Nel 1983, negli studi radiofonici della RAI di Pescara, si confrontarono Alfonso Bizzarri, docente di storia e filosofia nei licei e musicista di spicco e Donato Di Francesco, cultore della civiltà contadina. Moderava Franco Farias, allora programmista nella sede abruzzese e più tardi Redattore nella medesima. Entrambi portavano avanti una concezione di folklore.
Riguardo al S. Antonio Abate esistono due tipi, uno “interpretato” e uno “presentato”. Tutti e due hanno per comune denominatore uno scritto giullaresco del 1485, il cui autore era dell’Italia Settentrionale. Era la storia di S. Antonio, non ovviamente l’agiografia ufficiale scritta da S. Atanasio, inserita nell’Ufficio delle Letture della Chiesa Universale.
Il S. Antonio “interpretato” prese il volo alla fine del XIX sec. con la forma del melodramma, eseguito nelle case aristocratiche o in quelle che gradivano particolarmente la rappresentazione. I padroni di casa invitavano amici e parenti ad assistere e tutto si concludeva con il “complimento”, compenso dell’esibizione dove le velleità virtuosistiche non mancavano, con l’accompagnamento della fisarmonica e di qualche strumento della musica classica. In tempi recenti ristoranti, circoli ricreativi e televisioni commerciali hanno adottato la tradizione e la conclusione è la lauta cena.
Il S. Antonio “presentato” conserva l’aspetto popolare, perché non ha la paternità di nessun autore, anche se è avvenuta la trascrizione o si sono verificate aggiunte da parte di anonimi poeti locali. Non vi sono pretese melodrammatiche e gli strumenti sono popolari: fisarmonica bitonale, tamburo a frizione, mandolino, piffero e arnesi da cucina che servono ad amplificare il rumore. Lo schema prevede prologo, racconto delle gesta del Santo in conflitto con il diavolo, richiesta di doni in natura, ringraziamento o anche maledizione scherzosa se il padrone non vuole offrire niente (soluzione che si ripete nel giro delle case con la zucca di S. Martino). Si chiedono doni perché il S. Antonio ha la funzione originaria di riequilibrare i rapporti tra ricchi e poveri. Il ricco nel nome di S. Antonio, invocato e lodato, deve dare quello che ha.

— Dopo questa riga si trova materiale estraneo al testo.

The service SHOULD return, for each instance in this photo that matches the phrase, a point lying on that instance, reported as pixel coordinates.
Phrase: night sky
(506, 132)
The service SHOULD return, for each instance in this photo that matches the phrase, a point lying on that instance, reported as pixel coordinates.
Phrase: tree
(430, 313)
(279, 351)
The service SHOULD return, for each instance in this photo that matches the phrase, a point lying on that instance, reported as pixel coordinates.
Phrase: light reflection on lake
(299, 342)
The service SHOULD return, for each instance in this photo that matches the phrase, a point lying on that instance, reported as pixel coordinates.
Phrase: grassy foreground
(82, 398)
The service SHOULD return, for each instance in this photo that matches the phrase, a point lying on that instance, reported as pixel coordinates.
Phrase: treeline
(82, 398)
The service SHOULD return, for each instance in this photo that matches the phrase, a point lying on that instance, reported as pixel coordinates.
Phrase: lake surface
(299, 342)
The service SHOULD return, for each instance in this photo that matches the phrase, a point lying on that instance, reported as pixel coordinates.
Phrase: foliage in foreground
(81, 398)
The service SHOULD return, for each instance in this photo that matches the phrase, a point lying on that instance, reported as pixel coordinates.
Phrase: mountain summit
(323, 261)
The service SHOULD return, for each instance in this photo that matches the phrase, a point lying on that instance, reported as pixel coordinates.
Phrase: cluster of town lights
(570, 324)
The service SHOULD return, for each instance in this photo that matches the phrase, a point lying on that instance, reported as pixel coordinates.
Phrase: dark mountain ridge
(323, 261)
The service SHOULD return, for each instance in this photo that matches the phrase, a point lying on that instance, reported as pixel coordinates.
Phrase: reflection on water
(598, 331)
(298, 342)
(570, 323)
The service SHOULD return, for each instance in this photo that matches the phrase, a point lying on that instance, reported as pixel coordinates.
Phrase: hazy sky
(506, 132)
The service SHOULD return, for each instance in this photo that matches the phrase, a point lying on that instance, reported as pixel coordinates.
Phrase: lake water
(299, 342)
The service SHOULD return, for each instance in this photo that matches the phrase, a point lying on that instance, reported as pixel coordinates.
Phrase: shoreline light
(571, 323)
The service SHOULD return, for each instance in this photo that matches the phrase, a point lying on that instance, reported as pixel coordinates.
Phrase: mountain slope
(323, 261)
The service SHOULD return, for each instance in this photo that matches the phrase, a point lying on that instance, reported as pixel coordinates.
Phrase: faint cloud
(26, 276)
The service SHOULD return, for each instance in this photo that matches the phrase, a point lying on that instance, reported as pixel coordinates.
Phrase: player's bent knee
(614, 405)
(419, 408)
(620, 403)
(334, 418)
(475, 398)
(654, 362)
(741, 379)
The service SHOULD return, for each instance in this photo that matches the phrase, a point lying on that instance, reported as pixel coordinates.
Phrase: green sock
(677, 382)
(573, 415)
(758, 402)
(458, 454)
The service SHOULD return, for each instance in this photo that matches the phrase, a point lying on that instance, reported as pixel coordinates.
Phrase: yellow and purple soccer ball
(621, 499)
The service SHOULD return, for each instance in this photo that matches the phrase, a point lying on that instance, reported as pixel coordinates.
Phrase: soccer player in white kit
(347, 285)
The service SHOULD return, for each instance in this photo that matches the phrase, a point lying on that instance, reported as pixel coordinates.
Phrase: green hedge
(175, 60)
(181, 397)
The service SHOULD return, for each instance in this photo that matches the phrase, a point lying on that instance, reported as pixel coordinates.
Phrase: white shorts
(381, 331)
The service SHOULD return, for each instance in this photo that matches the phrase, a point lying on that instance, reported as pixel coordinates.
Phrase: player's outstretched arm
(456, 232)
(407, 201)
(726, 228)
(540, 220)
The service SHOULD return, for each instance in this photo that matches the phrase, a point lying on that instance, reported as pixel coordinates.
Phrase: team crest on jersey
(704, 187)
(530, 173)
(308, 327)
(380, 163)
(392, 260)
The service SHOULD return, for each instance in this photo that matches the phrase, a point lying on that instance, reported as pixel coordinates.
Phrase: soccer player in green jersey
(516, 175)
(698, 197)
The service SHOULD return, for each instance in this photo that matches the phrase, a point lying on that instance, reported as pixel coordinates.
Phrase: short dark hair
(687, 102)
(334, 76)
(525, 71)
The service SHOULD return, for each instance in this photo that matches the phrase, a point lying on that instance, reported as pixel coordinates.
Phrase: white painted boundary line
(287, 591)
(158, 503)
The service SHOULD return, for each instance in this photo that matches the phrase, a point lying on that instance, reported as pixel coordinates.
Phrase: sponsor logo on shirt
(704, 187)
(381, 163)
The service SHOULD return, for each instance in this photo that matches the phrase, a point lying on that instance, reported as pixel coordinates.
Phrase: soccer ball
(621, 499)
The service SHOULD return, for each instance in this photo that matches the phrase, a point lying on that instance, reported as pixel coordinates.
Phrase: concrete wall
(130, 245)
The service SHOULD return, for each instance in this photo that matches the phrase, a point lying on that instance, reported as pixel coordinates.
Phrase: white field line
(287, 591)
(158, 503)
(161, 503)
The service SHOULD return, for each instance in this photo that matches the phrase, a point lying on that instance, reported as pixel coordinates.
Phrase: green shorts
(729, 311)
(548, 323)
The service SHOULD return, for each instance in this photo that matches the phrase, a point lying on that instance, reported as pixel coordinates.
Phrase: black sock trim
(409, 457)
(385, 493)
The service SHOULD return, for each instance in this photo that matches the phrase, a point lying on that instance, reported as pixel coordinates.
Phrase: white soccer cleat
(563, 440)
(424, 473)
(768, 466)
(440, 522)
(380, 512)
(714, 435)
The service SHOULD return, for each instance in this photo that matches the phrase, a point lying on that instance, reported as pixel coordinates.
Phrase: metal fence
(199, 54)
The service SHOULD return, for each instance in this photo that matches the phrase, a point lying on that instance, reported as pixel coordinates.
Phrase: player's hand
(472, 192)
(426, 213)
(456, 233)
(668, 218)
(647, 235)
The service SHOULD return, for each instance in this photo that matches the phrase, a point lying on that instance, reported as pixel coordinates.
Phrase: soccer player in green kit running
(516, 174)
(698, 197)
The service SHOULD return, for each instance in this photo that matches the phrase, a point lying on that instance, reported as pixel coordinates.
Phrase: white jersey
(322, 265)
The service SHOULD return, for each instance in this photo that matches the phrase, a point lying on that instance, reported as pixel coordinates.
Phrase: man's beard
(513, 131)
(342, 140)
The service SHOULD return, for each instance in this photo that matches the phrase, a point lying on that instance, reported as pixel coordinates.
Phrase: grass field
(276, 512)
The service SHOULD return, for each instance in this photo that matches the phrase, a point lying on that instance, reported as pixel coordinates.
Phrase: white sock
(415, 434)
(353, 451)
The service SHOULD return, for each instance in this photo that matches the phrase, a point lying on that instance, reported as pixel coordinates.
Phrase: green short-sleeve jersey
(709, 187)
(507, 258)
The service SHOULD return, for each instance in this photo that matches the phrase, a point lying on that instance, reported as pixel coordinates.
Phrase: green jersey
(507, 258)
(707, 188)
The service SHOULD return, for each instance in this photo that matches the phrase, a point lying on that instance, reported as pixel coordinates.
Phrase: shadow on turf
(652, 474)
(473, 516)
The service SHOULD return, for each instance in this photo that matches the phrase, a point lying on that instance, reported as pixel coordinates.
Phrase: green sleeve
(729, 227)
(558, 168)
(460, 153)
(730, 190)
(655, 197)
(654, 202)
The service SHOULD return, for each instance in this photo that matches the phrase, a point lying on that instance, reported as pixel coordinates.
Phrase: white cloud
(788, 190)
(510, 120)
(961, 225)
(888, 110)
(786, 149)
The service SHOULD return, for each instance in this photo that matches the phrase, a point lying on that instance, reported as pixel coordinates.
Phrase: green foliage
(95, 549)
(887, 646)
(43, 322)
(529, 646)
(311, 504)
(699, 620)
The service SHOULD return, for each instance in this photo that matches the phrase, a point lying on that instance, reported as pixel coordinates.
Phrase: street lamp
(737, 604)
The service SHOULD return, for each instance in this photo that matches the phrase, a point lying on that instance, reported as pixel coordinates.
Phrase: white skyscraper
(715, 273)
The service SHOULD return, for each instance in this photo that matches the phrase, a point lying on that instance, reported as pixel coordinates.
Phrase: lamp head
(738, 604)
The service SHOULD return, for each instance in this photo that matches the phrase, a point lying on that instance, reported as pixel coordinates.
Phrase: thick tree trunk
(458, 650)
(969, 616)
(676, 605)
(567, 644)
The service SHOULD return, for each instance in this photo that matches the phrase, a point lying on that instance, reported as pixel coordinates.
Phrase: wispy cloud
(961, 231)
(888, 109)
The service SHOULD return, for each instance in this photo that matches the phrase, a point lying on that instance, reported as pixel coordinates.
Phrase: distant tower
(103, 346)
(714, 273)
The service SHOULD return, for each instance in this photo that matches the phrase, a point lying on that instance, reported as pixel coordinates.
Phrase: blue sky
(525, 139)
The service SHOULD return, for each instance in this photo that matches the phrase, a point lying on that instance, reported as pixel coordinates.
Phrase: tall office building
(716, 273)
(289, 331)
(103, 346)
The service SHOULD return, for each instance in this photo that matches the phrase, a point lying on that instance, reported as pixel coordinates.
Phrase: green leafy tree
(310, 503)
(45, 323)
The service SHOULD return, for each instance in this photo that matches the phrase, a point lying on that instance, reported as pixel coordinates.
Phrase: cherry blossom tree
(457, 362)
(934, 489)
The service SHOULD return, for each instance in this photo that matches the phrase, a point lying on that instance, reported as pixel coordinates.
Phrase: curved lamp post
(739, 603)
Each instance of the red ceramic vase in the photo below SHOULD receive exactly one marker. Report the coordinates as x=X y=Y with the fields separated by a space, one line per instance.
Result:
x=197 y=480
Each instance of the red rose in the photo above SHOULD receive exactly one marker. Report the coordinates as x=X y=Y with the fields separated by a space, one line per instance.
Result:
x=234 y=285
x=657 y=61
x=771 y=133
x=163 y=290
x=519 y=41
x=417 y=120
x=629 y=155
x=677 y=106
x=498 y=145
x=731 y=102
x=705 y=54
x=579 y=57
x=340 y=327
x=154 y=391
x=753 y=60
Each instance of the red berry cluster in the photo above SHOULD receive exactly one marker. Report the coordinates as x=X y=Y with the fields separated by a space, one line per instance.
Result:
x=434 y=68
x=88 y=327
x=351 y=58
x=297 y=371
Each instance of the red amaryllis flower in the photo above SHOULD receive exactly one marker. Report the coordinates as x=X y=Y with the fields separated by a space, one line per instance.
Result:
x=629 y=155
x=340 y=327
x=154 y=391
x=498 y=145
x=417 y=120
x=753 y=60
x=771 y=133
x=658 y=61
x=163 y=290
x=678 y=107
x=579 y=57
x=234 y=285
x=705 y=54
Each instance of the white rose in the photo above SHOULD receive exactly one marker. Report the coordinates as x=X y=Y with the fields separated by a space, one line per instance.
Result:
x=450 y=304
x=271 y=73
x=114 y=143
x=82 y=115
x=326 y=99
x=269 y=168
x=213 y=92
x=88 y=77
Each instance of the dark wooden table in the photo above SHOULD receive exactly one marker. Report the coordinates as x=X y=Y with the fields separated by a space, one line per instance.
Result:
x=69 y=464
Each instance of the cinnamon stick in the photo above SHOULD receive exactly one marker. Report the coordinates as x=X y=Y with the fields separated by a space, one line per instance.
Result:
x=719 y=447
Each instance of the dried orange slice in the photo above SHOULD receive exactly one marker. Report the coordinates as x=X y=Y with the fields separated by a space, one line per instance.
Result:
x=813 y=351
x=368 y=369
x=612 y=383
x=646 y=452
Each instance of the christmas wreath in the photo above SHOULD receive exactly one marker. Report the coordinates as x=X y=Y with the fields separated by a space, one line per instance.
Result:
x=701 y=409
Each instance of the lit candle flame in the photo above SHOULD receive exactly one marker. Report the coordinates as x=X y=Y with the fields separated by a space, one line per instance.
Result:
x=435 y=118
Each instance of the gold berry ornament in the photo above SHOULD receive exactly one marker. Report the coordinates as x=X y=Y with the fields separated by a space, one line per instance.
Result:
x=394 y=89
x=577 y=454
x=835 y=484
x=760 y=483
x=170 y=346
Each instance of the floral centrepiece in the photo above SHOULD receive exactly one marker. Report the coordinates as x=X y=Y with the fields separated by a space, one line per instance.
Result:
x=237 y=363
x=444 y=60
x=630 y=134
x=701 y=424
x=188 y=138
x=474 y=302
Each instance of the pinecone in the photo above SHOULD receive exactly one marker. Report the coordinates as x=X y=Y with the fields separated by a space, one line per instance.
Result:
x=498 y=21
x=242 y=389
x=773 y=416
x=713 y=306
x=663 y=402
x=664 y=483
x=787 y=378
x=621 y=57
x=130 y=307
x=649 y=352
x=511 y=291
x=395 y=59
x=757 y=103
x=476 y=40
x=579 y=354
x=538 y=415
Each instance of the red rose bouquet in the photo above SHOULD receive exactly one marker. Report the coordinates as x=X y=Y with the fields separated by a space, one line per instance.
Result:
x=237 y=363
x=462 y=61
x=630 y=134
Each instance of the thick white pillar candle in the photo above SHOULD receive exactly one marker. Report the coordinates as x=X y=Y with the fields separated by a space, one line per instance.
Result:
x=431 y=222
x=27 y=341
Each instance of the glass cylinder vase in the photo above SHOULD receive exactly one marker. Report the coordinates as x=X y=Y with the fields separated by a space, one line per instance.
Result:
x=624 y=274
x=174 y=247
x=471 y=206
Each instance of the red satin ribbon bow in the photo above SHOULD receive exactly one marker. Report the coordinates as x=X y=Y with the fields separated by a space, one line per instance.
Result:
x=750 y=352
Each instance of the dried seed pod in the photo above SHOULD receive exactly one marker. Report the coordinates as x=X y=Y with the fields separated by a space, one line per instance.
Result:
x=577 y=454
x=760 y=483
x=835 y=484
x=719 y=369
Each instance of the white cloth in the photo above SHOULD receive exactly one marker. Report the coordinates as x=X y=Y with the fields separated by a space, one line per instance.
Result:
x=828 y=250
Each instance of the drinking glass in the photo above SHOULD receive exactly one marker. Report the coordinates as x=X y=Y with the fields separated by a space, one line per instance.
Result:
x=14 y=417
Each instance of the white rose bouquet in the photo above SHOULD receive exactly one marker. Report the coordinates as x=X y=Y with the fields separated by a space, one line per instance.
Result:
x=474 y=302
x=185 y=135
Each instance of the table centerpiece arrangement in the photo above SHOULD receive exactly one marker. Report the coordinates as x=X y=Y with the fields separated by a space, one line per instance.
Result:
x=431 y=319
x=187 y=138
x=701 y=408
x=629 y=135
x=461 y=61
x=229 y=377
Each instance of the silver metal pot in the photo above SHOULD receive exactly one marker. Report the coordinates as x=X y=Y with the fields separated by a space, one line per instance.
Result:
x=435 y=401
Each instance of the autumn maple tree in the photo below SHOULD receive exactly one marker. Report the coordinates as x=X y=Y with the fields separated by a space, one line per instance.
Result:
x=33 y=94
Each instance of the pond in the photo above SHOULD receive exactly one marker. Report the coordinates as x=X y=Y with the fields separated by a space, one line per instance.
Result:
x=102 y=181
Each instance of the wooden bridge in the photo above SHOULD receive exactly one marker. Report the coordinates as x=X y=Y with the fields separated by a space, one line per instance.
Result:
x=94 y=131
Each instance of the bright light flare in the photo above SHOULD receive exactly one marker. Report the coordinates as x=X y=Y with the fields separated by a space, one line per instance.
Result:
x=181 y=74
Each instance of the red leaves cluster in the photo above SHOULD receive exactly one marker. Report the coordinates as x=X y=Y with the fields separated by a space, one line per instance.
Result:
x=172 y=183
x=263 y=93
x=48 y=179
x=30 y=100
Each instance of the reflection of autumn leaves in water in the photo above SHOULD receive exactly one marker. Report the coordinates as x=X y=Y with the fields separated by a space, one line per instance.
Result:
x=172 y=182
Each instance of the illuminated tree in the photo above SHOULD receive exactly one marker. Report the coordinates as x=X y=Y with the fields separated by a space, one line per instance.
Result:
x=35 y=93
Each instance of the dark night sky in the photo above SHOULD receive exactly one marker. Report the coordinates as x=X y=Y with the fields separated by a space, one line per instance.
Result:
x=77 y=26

Nino Bindi nella presentazione del secondo libro di poesie di Antonino Anello parlava di “pandemonio delle disfunzioni” riguardo alle feste atriane perdute o modificate oppure tornate a vivere grazie a gruppi forestieri. E il nostro Tonino, interprete del diavolo in alcune rappresentazioni, è sempre ad osservare per poi raccontare, nella piacevole arte della poesia in vernacolo, per dirla con Emiliano Giancristofaro, uno dei più grandi studiosi del S. Antonio in Abruzzo, “le storie del silenzio: cronache di vita popolare atriana”.